The results of this study, together with the study of sulphasalazine plus etanercept, serve as an important reminder to all than one cannot assume all combinations of DMARDs are more effective than monotherapy. Indeed, if studies involving methotrexate are excluded from the literature of combination therapy, there is insufficient evidence to justify the use of combination therapy in RA. So why is methotrexate so critical? The sad answer is that we do not know. When combination therapy was first advocated for the treatment of refractory RA, the rationale was based on the poor prognosis of RA, the failure of monotherapy to achieve an optimal therapeutic response in most patients and, pathologically, the similarity between proliferating rheumatoid pannus and an invasive malignant tumour. Our knowledge of the mode of action and immunological effect of DMARDs was limited and insufficient to inform the choice of DMARDs that should be used in combination. The widespread use of methotrexate in the combination DMARDs trial owes more to its popularity as a DMARD rather than to its mode of action. Recent research has suggested some plausible reasons why methotrexate may be such an important ingredient in combination therapy. First, there are convincing data to show that methotrexate reduces the development of neutralizing antibodies to TNF antagonists [23]. In a study in which infliximab was added to methotrexate in the treatment of partial responders to methotrexate, neutralizing antibodies were found in 21% of patients who received 3 mg/kg of infliximab monotherapy but only 7% of those who also received methotrexate. Although the effect of methotrexate in reducing neutralizing antibodies to infliximab is clear, this probably does not explain completely the benefit of combination therapy that was observed in the TEMPO, ATTRACT and ARMARDA trials. Secondly, recent data have shown that there is a pharmacokinetic interaction between cyclosporin and methotrexate, the former increasing the bioavailability of latter by 18% [24]. These studies provide important mechanistic rationales for combination therapy. Much more research on the interaction between second-line agents is needed to help in developing rational combination therapy in RA.

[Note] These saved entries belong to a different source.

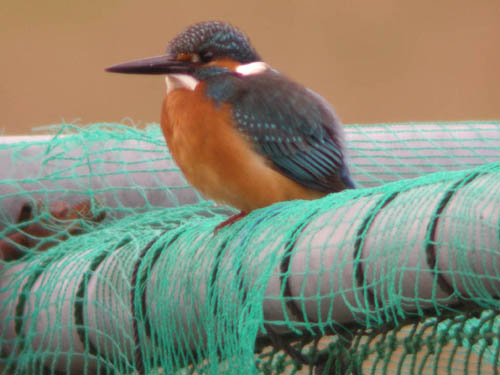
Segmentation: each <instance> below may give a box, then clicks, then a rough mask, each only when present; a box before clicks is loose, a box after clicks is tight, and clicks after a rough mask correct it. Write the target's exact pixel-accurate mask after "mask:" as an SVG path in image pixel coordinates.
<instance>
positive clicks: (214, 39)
mask: <svg viewBox="0 0 500 375" xmlns="http://www.w3.org/2000/svg"><path fill="white" fill-rule="evenodd" d="M206 52H211V53H212V54H213V56H214V57H215V58H222V57H228V58H231V59H233V60H235V61H238V62H241V63H250V62H253V61H259V60H260V57H259V55H258V54H257V52H255V50H254V49H253V47H252V45H251V44H250V41H249V40H248V38H247V36H246V35H245V34H243V32H241V31H240V30H239V29H238V28H236V27H234V26H232V25H230V24H228V23H225V22H218V21H209V22H200V23H197V24H194V25H191V26H189V27H187V28H186V29H185V30H183V31H182V32H181V33H179V34H178V35H177V36H176V37H175V38H174V39H173V40H172V41H171V42H170V43H169V45H168V47H167V54H171V55H173V56H176V55H177V54H179V53H198V54H203V53H206Z"/></svg>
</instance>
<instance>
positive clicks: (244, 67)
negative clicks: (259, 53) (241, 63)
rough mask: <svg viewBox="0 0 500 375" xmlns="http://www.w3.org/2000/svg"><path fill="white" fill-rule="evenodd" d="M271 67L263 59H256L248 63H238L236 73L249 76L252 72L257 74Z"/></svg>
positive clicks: (255, 73)
mask: <svg viewBox="0 0 500 375" xmlns="http://www.w3.org/2000/svg"><path fill="white" fill-rule="evenodd" d="M270 68H271V67H270V66H269V65H267V64H266V63H265V62H263V61H257V62H253V63H249V64H244V65H240V66H238V67H237V68H236V73H239V74H241V75H242V76H251V75H253V74H259V73H262V72H265V71H266V70H268V69H270Z"/></svg>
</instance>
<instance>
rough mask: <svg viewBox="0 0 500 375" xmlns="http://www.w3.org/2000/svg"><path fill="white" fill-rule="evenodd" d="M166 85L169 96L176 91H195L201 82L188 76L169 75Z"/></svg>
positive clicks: (167, 93) (188, 75) (182, 75)
mask: <svg viewBox="0 0 500 375" xmlns="http://www.w3.org/2000/svg"><path fill="white" fill-rule="evenodd" d="M165 83H166V85H167V95H168V94H170V93H171V92H172V91H174V90H175V89H187V90H191V91H194V89H196V86H198V83H200V81H198V80H197V79H196V78H194V77H193V76H190V75H188V74H167V75H166V77H165Z"/></svg>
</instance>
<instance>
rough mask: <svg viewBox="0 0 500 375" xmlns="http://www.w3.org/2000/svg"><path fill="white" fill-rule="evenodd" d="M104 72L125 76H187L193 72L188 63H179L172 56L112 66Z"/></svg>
mask: <svg viewBox="0 0 500 375" xmlns="http://www.w3.org/2000/svg"><path fill="white" fill-rule="evenodd" d="M106 71H107V72H113V73H126V74H170V73H178V74H182V73H184V74H186V73H187V74H189V73H191V72H192V71H193V66H192V64H191V63H190V62H189V61H179V60H175V59H173V58H172V56H169V55H163V56H155V57H149V58H147V59H142V60H135V61H129V62H126V63H123V64H118V65H113V66H110V67H109V68H106Z"/></svg>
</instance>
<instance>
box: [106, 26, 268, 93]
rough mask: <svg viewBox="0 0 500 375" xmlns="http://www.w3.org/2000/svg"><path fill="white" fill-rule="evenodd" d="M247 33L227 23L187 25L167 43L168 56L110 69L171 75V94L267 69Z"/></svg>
mask: <svg viewBox="0 0 500 375" xmlns="http://www.w3.org/2000/svg"><path fill="white" fill-rule="evenodd" d="M264 65H265V64H264V63H262V62H260V57H259V55H258V54H257V52H256V51H255V50H254V48H253V47H252V45H251V44H250V41H249V40H248V38H247V37H246V35H245V34H244V33H243V32H241V31H240V30H239V29H237V28H236V27H234V26H232V25H230V24H228V23H225V22H217V21H210V22H201V23H197V24H194V25H191V26H189V27H187V28H186V29H185V30H183V31H182V32H181V33H179V34H178V35H177V36H176V37H175V38H174V39H173V40H172V41H171V42H170V43H169V44H168V46H167V51H166V53H165V55H161V56H156V57H150V58H146V59H141V60H135V61H130V62H126V63H123V64H118V65H114V66H111V67H109V68H107V69H106V70H107V71H108V72H115V73H128V74H164V75H167V79H166V82H167V93H168V92H170V91H172V90H173V89H176V88H180V87H183V88H190V89H193V88H194V87H196V85H197V83H198V82H199V81H202V80H205V79H208V78H210V77H213V76H215V75H218V74H221V73H224V72H228V71H230V70H231V71H234V72H237V73H239V74H242V75H247V74H253V73H256V72H259V71H262V70H264V69H265V67H264Z"/></svg>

All this is good news for patients who can tolerate methotrexate. For those who cannot tolerate methotrexate, combination therapy has not been of significant benefit. Yet two studies have demonstrated that patients in whom methotrexate has failed have higher mortality and morbidity [25, 26]. The mortality of methotrexate failure patients is 16 times higher that of others [26]. For these patients, the need to find suitable combination DMARDs that are more effective than monotherapy is urgent. Practical trials, such as STAR (Safety Trial of Adalimumab in Rheumatoid Arthritis), in which 636 patients who were partial responders on various DMARDs are given either adalimumab 40 mg every other week or placebo for 24 weeks in addition, is an attempt to address this [27]. However, most of the patients in this study were taking methotrexate and 17% were not taking any DMARDs. Therefore the percentage of patients taking non-methotrexate DMARD monotherapy was small and therefore the trial lacks the necessary statistical power to allow definitive conclusions about specific combinations. A definitive answer can be provided only by large randomized controlled trials assessing the effectiveness and toxicity of combining non-methotrexate DMARDs and biological agents.

The author has served as a consultant on national and international advisory boards of Abbott, Schering Plough and Aventis. He has also received honoraria for speaking at meetings sponsored by Wyeth and Abbott. The Clinical Trials Unit has conducted research funded by Abbott Laboratories.